Pro tip: Try to have items at a variety of prices, but remember that you’ll need to have the correct change on hand if you price things at a nickel, dime, or quarter.
7. Set up a financial management system.
Calling all future entrepreneurs and accountants! This is where math and business skills really come into play. Teach students the importance of financial management as they keep track of inventory and sales and then balance the books at the end of the month. You can go the old-fashioned paper ledger route, but students will benefit more from learning how to use accounting software. QuickBooks Online is popular with small business owners everywhere, and your students and school can receive free licenses to use the program. These are real-world skills students will appreciate now and down the line.
Pro tip: New to QuickBooks? With online courses and tutorials, the program is easy to learn for students and teachers alike. Plus, educators who register with Intuit Education can access additional free curriculum plus one-on-one guidance from the Intuit Education team.
8. Staff your store.
Try to have your school store staffed by students when possible, with adults there to oversee and guide when needed. Handling money, making change, serving customers, keeping track of sales … these are all valuable skills that students can learn, even in elementary school. Rotate students through different jobs (front-line sales, inventory and bookkeeping, and so on) so they have a chance to build a variety of competencies. Appoint older students as assistant managers and have them help create and maintain the school-store staff schedules.

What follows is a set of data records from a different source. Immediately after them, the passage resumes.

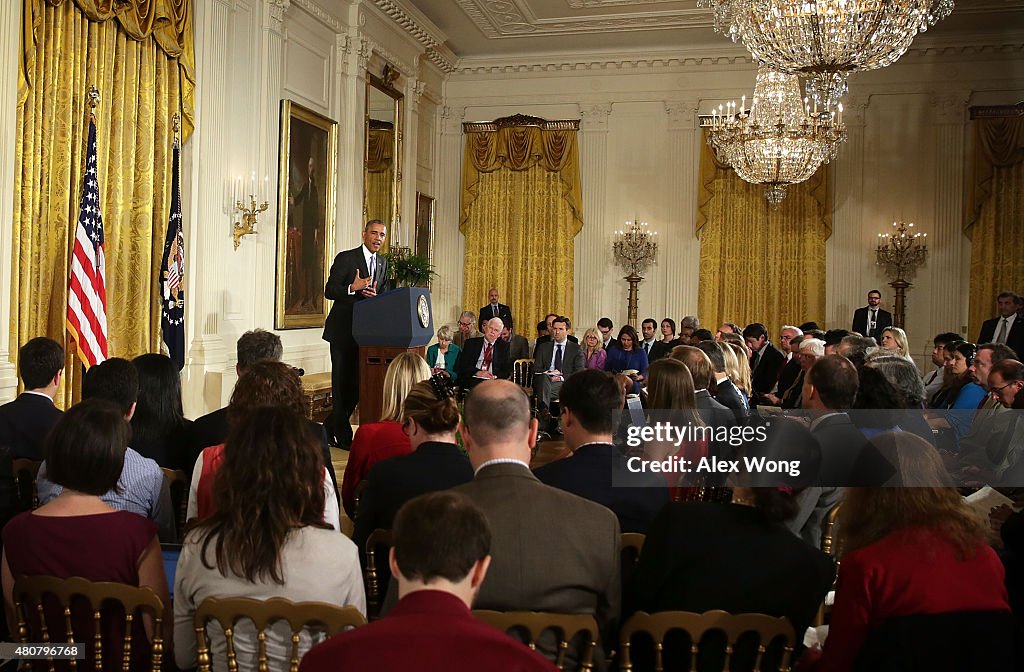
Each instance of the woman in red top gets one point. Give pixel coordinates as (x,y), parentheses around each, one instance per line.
(379,441)
(909,550)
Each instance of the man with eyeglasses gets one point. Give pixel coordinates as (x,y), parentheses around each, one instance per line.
(466,330)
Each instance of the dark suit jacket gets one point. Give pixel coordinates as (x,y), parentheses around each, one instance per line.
(338,328)
(25,424)
(391,483)
(465,366)
(504,312)
(552,551)
(211,429)
(884,319)
(1015,339)
(699,556)
(769,366)
(598,472)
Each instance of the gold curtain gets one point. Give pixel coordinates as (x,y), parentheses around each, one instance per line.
(69,46)
(994,212)
(759,263)
(521,209)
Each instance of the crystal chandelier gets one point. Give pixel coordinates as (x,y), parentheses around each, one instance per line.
(778,141)
(825,40)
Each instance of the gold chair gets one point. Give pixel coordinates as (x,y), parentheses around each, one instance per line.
(377,538)
(177,485)
(228,611)
(29,592)
(26,472)
(565,627)
(658,625)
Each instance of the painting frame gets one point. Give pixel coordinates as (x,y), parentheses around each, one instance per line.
(423,236)
(307,138)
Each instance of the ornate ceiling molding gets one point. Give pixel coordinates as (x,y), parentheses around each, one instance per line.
(511,18)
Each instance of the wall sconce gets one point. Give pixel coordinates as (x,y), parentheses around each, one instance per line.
(257,202)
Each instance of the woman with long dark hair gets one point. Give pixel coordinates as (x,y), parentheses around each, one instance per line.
(265,539)
(159,427)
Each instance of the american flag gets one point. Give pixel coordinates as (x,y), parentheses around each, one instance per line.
(172,270)
(87,283)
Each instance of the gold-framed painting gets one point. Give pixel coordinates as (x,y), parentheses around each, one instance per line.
(307,175)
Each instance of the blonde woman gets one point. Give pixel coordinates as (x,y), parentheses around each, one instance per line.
(379,441)
(594,354)
(894,341)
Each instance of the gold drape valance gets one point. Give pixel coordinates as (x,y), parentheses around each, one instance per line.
(380,150)
(518,149)
(168,22)
(998,143)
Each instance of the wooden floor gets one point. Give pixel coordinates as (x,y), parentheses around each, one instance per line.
(547,451)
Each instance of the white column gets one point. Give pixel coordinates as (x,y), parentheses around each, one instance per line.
(592,253)
(206,222)
(680,249)
(10,26)
(846,253)
(949,255)
(450,245)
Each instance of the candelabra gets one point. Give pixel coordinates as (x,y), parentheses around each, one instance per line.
(635,250)
(901,252)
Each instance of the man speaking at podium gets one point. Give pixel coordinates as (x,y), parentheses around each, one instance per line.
(355,275)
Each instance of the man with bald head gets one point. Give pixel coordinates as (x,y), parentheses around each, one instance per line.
(552,551)
(484,358)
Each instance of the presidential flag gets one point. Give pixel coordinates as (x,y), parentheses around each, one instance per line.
(172,271)
(87,281)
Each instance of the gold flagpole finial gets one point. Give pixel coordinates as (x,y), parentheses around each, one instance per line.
(92,99)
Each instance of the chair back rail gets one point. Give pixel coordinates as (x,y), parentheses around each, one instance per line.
(565,627)
(228,611)
(31,591)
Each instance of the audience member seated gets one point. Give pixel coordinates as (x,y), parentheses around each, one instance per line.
(159,428)
(913,550)
(594,354)
(960,393)
(266,538)
(379,441)
(211,429)
(440,556)
(442,354)
(552,551)
(484,358)
(430,417)
(78,534)
(895,342)
(596,469)
(26,421)
(739,557)
(628,358)
(263,384)
(140,489)
(726,391)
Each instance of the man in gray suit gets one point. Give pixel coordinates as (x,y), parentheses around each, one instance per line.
(554,362)
(552,551)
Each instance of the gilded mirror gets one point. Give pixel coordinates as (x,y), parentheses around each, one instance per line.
(382,170)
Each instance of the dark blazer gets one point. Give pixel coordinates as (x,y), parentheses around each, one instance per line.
(211,429)
(465,366)
(552,551)
(338,328)
(699,556)
(1015,339)
(769,366)
(391,483)
(598,472)
(883,320)
(25,424)
(504,312)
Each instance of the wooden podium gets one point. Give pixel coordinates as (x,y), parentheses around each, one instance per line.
(396,322)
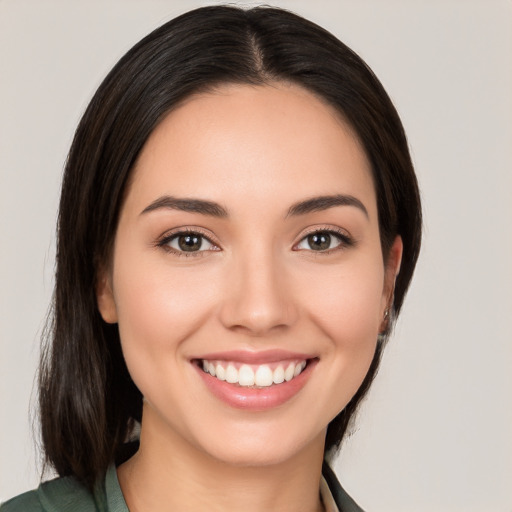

Pro tip: Have older students apply for the jobs, giving them résumé and interview practice.
9. Advertise your store.
This is another great cross-curricular learning activity. Have students write persuasive ads or commercials in English class. Then get the art students to design posters to post around school. Bring in the drama students to act in the commercials then play the ads during morning announcements or school news reports.
Pro tip: Don’t forget parents—place ads in school newsletters and on the school website, too.
10. Open the doors!
You’re ready to go! As with any small business, expect a few bumps along the road as you get started. Meet regularly with the student and adult staff to talk about what’s going well and what might need to be changed. Remember to be flexible as you tweak the process for your school’s needs.
Pro tip: Each quarter or semester, publicly announce profits for the store and share what those profits are being used for. This gives the whole school a sense of ownership and pride.